Encouraging children to be more active
10 December 2014
Government bodies and advocacy groups have used UCL research into children's physical activity to support proposals to improve children's health and wellbeing by encouraging children to be more active. The research showed the benefits of active play and proposed ways of reducing car use, such as walking buses for journeys to and from school.
Research led by Professor Roger Mackett (UCL Centre for Transport Studies) looked at the effects of car use on children's physical activity and at the quality of children's activity. His findings included showing that children used more calories when playing or walking to school than in organised activities, that boys move about more than girls, and that children move in much straighter lines when accompanied by an adult than when they are with other children, suggesting adult supervision may limit children's physical activity.
The work has been cited to support policy and proposals aimed at improving children's health and wellbeing by encouraging children to be more active. A specific intervention studied by Professor Mackett was walking buses, in which groups of children walk to school under adult supervision. In 2008, the National Institute for Health and Clinical Excellence produced guidance that recommended walking buses as a highly cost-effective option to increase children's physical activity. Since then, hundreds of schools around the UK have established walking buses. This not only benefits children's health, but it also cuts CO2 emissions by reducing the number of car journeys.

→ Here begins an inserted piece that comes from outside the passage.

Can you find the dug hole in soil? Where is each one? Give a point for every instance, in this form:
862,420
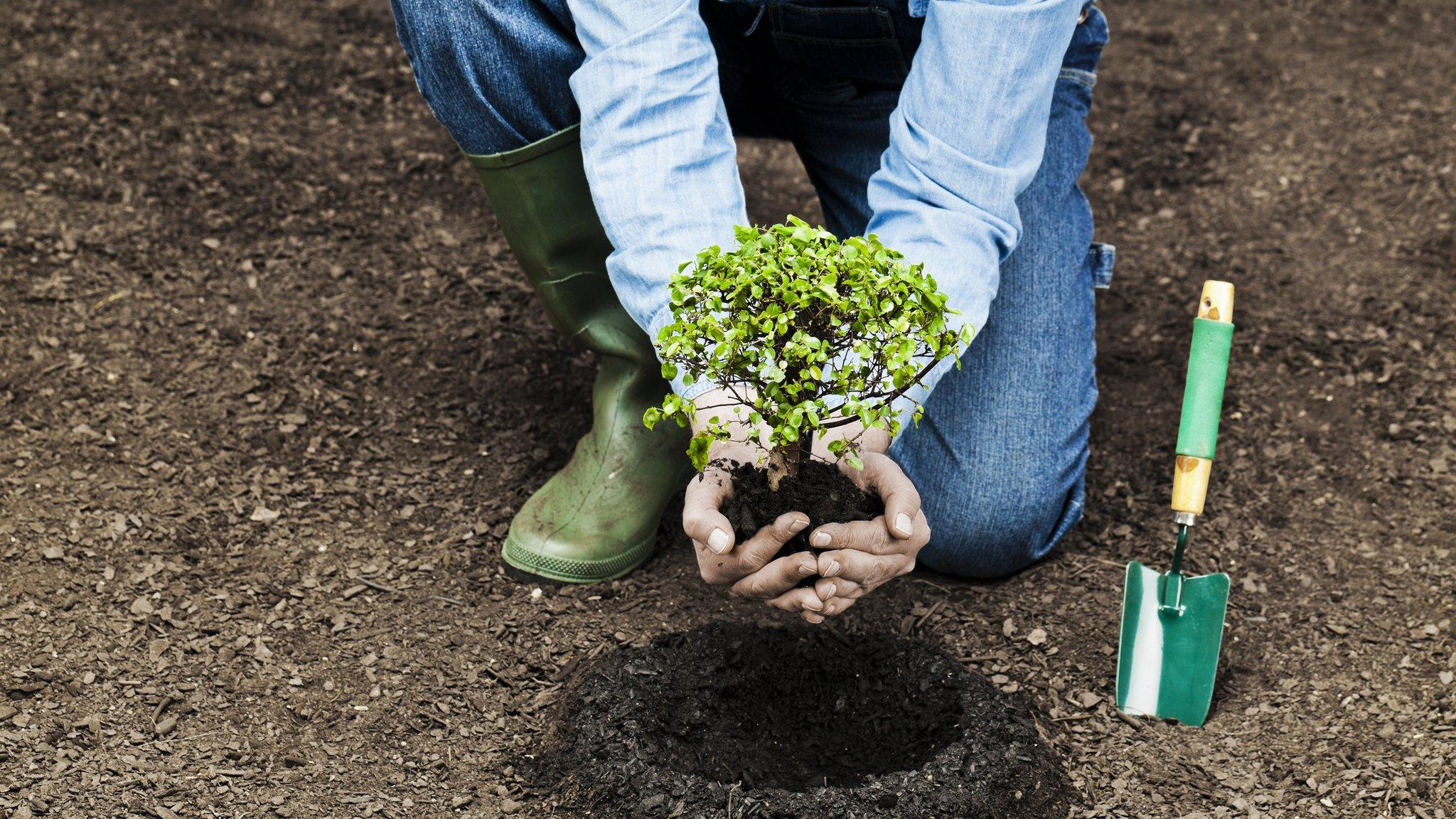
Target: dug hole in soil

Professor Mackett has made numerous presentations to professionals involved in children's travel and play around the world, including in the United States, Romania and New Zealand. In 2013, he was invited to present to the House of Commons All Party Commission on Physical Activity about ways to address low levels of physical activity.
The research on the benefits of play has been widely taken up by central and local government. For instance, the Department for Children, Schools and Families and the Department of Culture, Media and Sport's document 'Fair Play: A Consultation on the Play Strategy, A Commitment from the Children's Plan' noted the work demonstrating that active play is one of the best ways for children to burn calories outside of PE lessons. This consultation was used to develop the 2008 National Play Strategy, which set out the government's 10-year vision to deliver more and better play opportunities for children in England.
The Sustainable Development Commission, formerly the UK government's independent adviser on sustainable development, cited the research in a discussion about obesity in its 2011 report 'Fairness in a Car-dependent Society'.
Advocacy groups such as Sustrans and Living Streets, and local groups, frequently cite Professor Mackett's research as evidence for action to be undertaken to increase children's physical activity. 'State of Play', published by the Association of Play Industries for use by advocates of children's play and the play equipment industry, quotes him in outlining the benefits of play for children's health and in claiming that children tend to walk when they go out to play. They use this evidence to argue for safer streets and places for play.
Play England, a charity supported by government departments and industry that seeks to promote the vision in the UN Convention on the Rights of the Child, used Professor Mackett's research to argue for the health benefits of children's play, and Play Wales used the research to provide evidence for public health specialists, primary care teams and healthy school coordinators about the benefits of children's play.